3 Crucial Facts About Feline Renal Failure

Have you heard of feline renal failure? If you have a cat, then it’s something that you should definitely be aware of, as it could have important impact his well being. Here are some valuable facts that you should know about Chronic Renal Insufficiency (CRF):

1. CRF is about nephrons.

No, nephrons aren’t green creatures from a Star Trek episode. They’re actually teeny-tiny objects in the kidneys, numbering roughly 200,000. It’s important to know about nephrons in terms of feline renal failure. The main functions of these structures are to remove waste and control electrolytes (yes, the same ones mentioned in sports drink commercials).

CRF occurs when nephrons start to die, resulting in the body being unable to process electrolytes and waste products efficiently. Since the cat can’t eliminate the waste that builds up in the body, CRF occurs. As the kidneys start to fail, blood pressure difficulties and anemia are other results.

2. Chronic and acute feline renal failure can occur.

Chronic Renal Failure, or CRF, happens when the kidneys’ malfunctioning progresses and is permanent. Since cats tend to withhold their sicknesses and CRF’s early symptoms are minor, often felines reach a 70% ‘deterioration level’ before the illness becomes recognizable. At that time, symptoms become more striking.

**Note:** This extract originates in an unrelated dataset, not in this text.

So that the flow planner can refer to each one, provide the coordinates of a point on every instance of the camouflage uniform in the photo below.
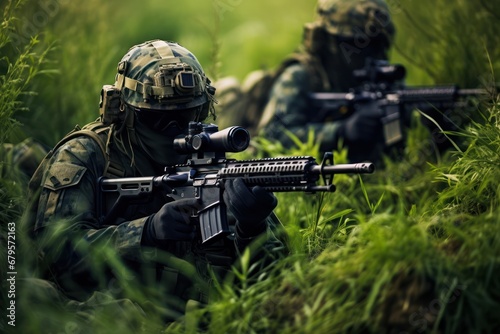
(345, 33)
(67, 229)
(23, 157)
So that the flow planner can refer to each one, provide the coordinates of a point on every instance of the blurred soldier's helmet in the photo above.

On the other hand, Acute Renal Failure (ARF) is a distinctive type of feline renal failure. The kidney quickly stops operating, and often results in less production of urine. Causes of ARF include trauma, the intake of toxins, and infectious sicknesses. It’s important to realize that ARF can become deadly quickly. So you must contact a veterinarian immediately if your pet suffers from ARF.

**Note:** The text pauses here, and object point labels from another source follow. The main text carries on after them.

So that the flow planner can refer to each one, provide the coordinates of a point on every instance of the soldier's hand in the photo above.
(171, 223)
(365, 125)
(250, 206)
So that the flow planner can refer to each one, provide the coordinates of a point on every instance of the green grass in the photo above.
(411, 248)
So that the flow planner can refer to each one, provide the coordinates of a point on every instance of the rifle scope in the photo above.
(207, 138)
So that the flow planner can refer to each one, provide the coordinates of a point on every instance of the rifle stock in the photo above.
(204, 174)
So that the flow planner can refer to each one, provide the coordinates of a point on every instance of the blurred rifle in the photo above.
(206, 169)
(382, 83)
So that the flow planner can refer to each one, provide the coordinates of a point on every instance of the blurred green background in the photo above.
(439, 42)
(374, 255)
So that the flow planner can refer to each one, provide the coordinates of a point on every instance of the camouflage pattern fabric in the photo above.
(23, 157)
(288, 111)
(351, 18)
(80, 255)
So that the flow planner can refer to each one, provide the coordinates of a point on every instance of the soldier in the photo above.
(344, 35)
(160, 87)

3. CRF can have various causes.

The most common factors include genetics, age, disease, and environment. Recently, research has focused on a variety of possible factors in developing CRF, including dental disease, low potassium levels, high blood pressure, and, and high acid levels in food. Researchers have also learned that certain breeds of felines are more common to acquire CRF than other breeds.

The two main causes of CRF, which can lead to feline renal failure are congenital and acquired. Congenital causes are diseases of the kidneys, which can become CRF in both kittens and young felines. Since CRF can result from various sources, its prevention is varied.

CRF is a major issue that can greatly impact the health of your furry friend. Thus, it’s important to understand the causes and types. That will help to both recognize and treat the destruction of cat kidneys.